As a student of both biology* and game design, I have followed Spore with great interest. Since my copy arrived in the mail, I have spent most of my free time playing the game.
Spore is a technological breakthrough dressed up in cutesy visual design. The creature eyes, sounds, and procedurally generated animations are endearing, but there's a less-obvious source of charm: every creature's torso, tail, and limb segment is nearly circular in cross-section.
You can shrink a Spore creatures' eyes as small as they go in order to obscure their adorableness, but there's nothing you can do about the rounded bodies.
It made me a little sad to discover that you cannot laterally or horizontally squash and stretch body segments. I tried using Shift-Mousewheel and other key combinations in an attempt to discover hidden creature-shaping features, but I didn't have any luck.
So, ultimately, there is no way to flatten your platypus's tail. You cannot make a disc-like body for your lizard, a deep torso for your horse, or a broad chest for your ape.
No segment is allowed to shrink below the built-in minimum thickness, either.
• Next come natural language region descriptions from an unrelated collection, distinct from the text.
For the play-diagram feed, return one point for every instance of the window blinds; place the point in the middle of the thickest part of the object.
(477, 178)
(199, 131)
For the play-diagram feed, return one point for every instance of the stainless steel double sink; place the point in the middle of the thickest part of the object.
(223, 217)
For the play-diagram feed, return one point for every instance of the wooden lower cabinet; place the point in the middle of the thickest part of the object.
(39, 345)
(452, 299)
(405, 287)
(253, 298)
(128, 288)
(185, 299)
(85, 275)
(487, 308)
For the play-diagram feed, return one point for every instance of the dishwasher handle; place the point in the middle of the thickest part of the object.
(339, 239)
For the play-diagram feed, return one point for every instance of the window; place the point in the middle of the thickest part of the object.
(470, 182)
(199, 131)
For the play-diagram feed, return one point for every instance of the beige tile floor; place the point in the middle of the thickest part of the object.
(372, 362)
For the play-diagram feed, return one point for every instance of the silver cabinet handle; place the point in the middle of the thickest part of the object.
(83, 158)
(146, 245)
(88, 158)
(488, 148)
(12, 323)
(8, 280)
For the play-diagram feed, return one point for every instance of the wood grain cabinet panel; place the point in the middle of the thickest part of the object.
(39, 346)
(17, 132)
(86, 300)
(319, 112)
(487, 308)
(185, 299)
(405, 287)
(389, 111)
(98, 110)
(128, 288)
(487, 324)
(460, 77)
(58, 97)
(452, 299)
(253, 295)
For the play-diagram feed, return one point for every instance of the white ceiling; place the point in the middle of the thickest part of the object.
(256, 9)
There is no way to make a gracile leg for an insect or a bird, nor can you properly taper a tail.
All in all, these limits don't detract from the enjoyability of the creature creator. While they enforce a certain humorously cute body type, that type can take many forms.
However, no number of spikes, claws and toothy jaws seem able to make Spore creatures less cuddlesome.
* My best college paper incorporated kinglet banding capture data from Manomet. I wanted to see if evolutionary pressure could be seen in action on kinglet populations; would the size of birds caught be smaller in warm years (since being small allows them to feed more effectively at branch tips), and larger in cold years (since being large allows them to survive cold weather)? The data, sadly, were inconclusive.